I can't find any errors that indicate what happened. I tried running fsck from a live cd on the drive and it showed no problems and most of the time boot works fine. There was one boot that said "couldn't find os" but that's not happening anymore.

Where can I look to find logs about what happens? Are there any other disk checks I should do? It seems like a repairable problem, and not that I need a new drive.

Update:

I enabled SMART after rebooting the server. After 1 hour of uptime and normal system operation (running services are httpd, mysql, but very little to no traffic), suddenly things just stop working. During the hour of uptime it responded with a PASS for the smart health check. After the hour I tried it again (through webmin) and it now says SMART is disabled.

The hard drive is now showing the same issues I've seen before – trying most commands show "input/output error".

Running a smart health check now shows:

Log Sense failed, IE page [scsi response fails sanity test]

What can I do to figure out what's causing this to fail after a random period of time? It runs perfectly for 30-60 minutes and then it starts acting odd like this.

Update 2

Some requested that I try dmesg and this was the result: http://www.pastie.org/private/hk7jfhxilj7ypy828irna. Someone else recommended that I not assume it's the drive, but possibly the drive controller.
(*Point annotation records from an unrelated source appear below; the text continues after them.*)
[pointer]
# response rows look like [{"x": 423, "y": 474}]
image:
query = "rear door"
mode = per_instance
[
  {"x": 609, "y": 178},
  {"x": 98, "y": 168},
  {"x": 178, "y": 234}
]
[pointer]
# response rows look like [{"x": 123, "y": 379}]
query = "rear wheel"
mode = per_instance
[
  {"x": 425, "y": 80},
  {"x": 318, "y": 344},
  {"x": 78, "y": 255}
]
I don't understand how to determine whether the error is the controller versus the drive – aside from trying a different drive. If I have to buy a replacement motherboard or drive I need to know which is failing first.

Running fsck shows:

fsck from util-linux-ng 2.17.2
e2fsck 1.41.12 (17-May-2010)
fsck.ext4: Superblock invalid, trying backup blocks...
fsck.ext4: Bad magic number in super-block while trying to open /dev/mapper/vg_192-lv_root

The superblock could not be read or does not describe a correct ext2
filesystem.  If the device is valid and it really contains an ext2
filesystem (and not swap or ufs or something else), then the superblock
is corrupt, and you might try running e2fsck with an alternate superblock:
    e2fsck -b 8193 <device>

Best Answer

SSDs are notoriously fragile. Jeff Atwood outlines some failure rates here. They will fail without any warning and turn your data into a distant memory.

Looks like it's time to RMA and restore from backup. It shouldn't be a problem though, because you're not running a production server on a single, non-RAIDed disk, right? And you definitely have recent backups you can use to get back on your feet, right?

Right?